DC reboots

So what's the best approach when reading DC after the ten thousand reboots? Assume the broad strokes over 80 years are canon or assume nothing from before the most recent reboot really counts?

>ten thousand reboots
Literally two reboots.

Choose character
Skim their publication history on a db site of choice
Pick out writer/artist names you enjoyed the most previously
Read
Enjoy
Repeat

Crisis, Crisis, and Nu52... so with Rebirth, isn't that three and a half?

Assume it all happened until being told different. Assume done of it happened until it's referenced.

Rebirth isn't a reboot.

>Literally two reboots.
In reality every writer change rebooted the character being worked on, user.

>Crisis, Crisis
Just the first Crisis is a reboot.

>Rebirth
Rebirth is a reboot in the same way that "Marvel Now" and "All-New Marvel Now" are reboots.

Silver Age Flash of Two Worlds etc - established the silver age reboot

Crisis on Infinite Earths - Full reboot sorta

Zero Hour Crisis in Time- Semi Reboot


Infinite Crisis- Semi Reboot

Flashpoint/New 52- full reboot sorta


DC Rebirth - Semi Reboot


ForeverOmegaSexy Crisis-???/


So DC kinda had 6 shitty reboots.

Think of it like back to the future. At the end do you think the movie retcons the poor childhood of Marty and it never happen? No, it was all still part of the Back to the Future story. DC reboots work the same way.

Using that metric, you have to count Heroes Reborn, Age of Ultron and One More Day and Secret Wars as reboots, too.

Name one thing Zero Hour rebooted or retconned.

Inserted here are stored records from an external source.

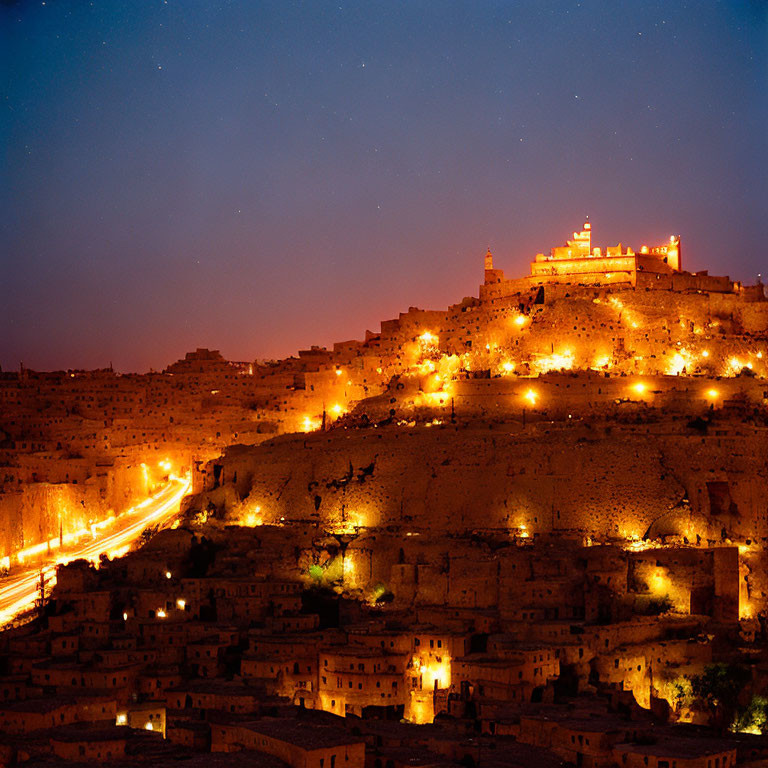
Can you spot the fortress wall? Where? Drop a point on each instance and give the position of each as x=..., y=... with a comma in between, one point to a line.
x=547, y=479
x=33, y=514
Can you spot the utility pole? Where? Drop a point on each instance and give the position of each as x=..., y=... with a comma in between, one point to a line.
x=41, y=595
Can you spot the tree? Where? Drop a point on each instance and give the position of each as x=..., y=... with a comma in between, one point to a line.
x=717, y=690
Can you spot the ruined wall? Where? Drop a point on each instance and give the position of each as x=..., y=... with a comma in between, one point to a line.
x=615, y=482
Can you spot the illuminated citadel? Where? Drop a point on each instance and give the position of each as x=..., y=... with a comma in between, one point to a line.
x=543, y=510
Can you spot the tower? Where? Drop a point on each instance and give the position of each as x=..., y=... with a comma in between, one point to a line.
x=582, y=241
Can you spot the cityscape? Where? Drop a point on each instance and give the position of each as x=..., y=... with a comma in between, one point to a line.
x=525, y=527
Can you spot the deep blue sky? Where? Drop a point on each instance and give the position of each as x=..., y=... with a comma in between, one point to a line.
x=261, y=176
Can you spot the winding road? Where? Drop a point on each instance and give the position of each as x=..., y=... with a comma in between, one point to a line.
x=19, y=591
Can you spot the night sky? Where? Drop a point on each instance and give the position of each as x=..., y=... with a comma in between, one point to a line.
x=257, y=177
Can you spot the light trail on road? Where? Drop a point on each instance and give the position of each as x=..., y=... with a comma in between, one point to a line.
x=19, y=592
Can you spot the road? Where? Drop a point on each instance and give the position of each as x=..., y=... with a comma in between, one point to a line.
x=19, y=591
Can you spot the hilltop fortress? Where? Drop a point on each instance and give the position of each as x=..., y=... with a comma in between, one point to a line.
x=593, y=343
x=541, y=511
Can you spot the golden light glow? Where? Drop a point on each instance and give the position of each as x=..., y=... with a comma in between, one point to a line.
x=162, y=508
x=309, y=424
x=557, y=361
x=254, y=518
x=679, y=363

Heroes Reborn and Age of Ultron didn't actually change continuity.
One More Day only did one change: no marriage, everything else happened exactly the same way.
Secret Wars didn't reboot anything either, the only change to continuity done was Miles Morales being inserted into 616 (or Prime Earth as Brevoort insists on calling it).

It always bothered me how now Marty's family members might as well be strangers to him. He may recall his childhood memories, but as far as everyone else is concerned they never happened. When his family starts reminicing about all those vacations and fun times they had, Marty will have no idea what they're talking about since he didn't experience them.

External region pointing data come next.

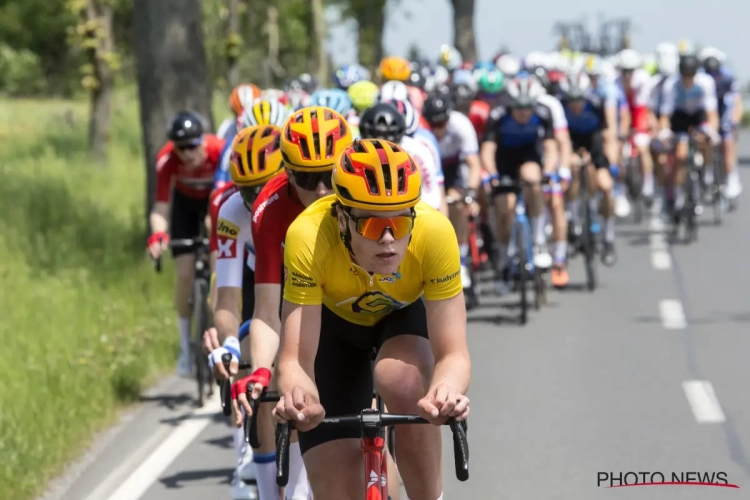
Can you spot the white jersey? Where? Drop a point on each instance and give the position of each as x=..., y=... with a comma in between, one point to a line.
x=460, y=140
x=700, y=97
x=640, y=91
x=559, y=122
x=225, y=129
x=234, y=232
x=432, y=174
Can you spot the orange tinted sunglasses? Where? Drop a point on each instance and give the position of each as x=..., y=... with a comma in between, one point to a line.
x=372, y=228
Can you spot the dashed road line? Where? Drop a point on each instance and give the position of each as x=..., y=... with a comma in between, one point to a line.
x=672, y=315
x=703, y=402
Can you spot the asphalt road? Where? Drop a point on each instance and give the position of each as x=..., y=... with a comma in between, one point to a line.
x=648, y=374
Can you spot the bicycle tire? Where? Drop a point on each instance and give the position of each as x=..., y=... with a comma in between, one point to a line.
x=200, y=324
x=717, y=196
x=587, y=237
x=523, y=269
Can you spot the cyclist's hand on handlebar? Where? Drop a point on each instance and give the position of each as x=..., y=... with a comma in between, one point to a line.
x=259, y=380
x=300, y=407
x=443, y=402
x=157, y=243
x=210, y=340
x=231, y=346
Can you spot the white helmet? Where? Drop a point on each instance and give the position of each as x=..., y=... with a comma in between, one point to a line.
x=575, y=85
x=666, y=48
x=450, y=57
x=508, y=65
x=628, y=60
x=667, y=63
x=394, y=89
x=712, y=52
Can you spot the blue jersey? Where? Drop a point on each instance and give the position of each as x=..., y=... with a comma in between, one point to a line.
x=589, y=120
x=507, y=133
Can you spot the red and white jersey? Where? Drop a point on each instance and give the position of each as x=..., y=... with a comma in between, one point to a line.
x=217, y=199
x=234, y=236
x=194, y=183
x=432, y=173
x=274, y=211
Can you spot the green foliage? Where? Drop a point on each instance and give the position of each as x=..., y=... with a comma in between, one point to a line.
x=86, y=321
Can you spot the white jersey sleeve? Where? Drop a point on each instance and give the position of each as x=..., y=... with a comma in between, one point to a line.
x=460, y=126
x=223, y=130
x=559, y=122
x=669, y=95
x=234, y=234
x=708, y=85
x=432, y=181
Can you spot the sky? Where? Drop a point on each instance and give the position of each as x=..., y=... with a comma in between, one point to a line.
x=524, y=26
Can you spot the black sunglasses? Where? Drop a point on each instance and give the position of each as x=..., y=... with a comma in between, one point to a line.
x=310, y=180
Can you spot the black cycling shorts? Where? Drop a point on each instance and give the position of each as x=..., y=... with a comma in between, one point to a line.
x=681, y=122
x=187, y=216
x=343, y=365
x=509, y=161
x=248, y=293
x=594, y=144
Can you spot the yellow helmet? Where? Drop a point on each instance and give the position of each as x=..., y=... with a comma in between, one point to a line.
x=395, y=68
x=363, y=94
x=243, y=96
x=256, y=155
x=313, y=137
x=373, y=174
x=264, y=112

Continuity basically doesn't exist in American comics.

The same applies to Flash of Two Worlds, Infinite Crisis, Zero Hour and Rebirth.

Off the top of my head
>Batman never caught Joe Chill
>Batman is totally an urban legend guys
>Holly Robinson never died
>The Legion of Superheroes was completely rebooted
>Hawkman, just Hawkman

CoIE
Zero Hour
Infinite Crisis
Final Crisis
New 52
Rebirth

This isn't even counting Flash of Two Worlds or the "soft reboot" around 1968 where DC kind of just stopped the Silver Age camp with no warning or explanation and suddenly everything was more serious and none of those campy characters really appeared after that unless it was as a joke.

Proud of you. Most people don't know anything actually about the event.

EVERYTHING that took place in the future was COMPLETELY rebooted.

Zero Hour was a "timeline reboot".

...

Infinite Crisis didn't change anyone's continuity.
Final Crisis didn't change anyone's continuity
Rebirth didn't change anyone's continuity.

Which criteria are you using?

Rebirth changed so much of New 52 (practically everything) and both IC and FC affected the nature of the multiverse (though FC was basically completely ignored).

>both IC and FC affected the nature of the multiverse
How the hell is that a reboot?

>Rebirth changed so much of New 52 (practically everything)
Changed what? Just Wonder Woman, and that was a Rucka thing, not a Rebirth one.

>both IC and FC affected the nature of the multiverse
Just like Secret Wars?
But somehow, IC is totally a reboot, while Secret Wars isn't because... reasons.

>Infinite Crisis didn't change anyone's continuity.
That's a lie and you know it

You don't understand the difference between a reboot and a retcon.

FC changed Milestone continuity. IC and Rebirth changed many things

Amalgan event

You didn't mention the Amalgan event, faggot.

user, under the same criteria ("it changed some universe and many things"), half of Marvel events are also reboots.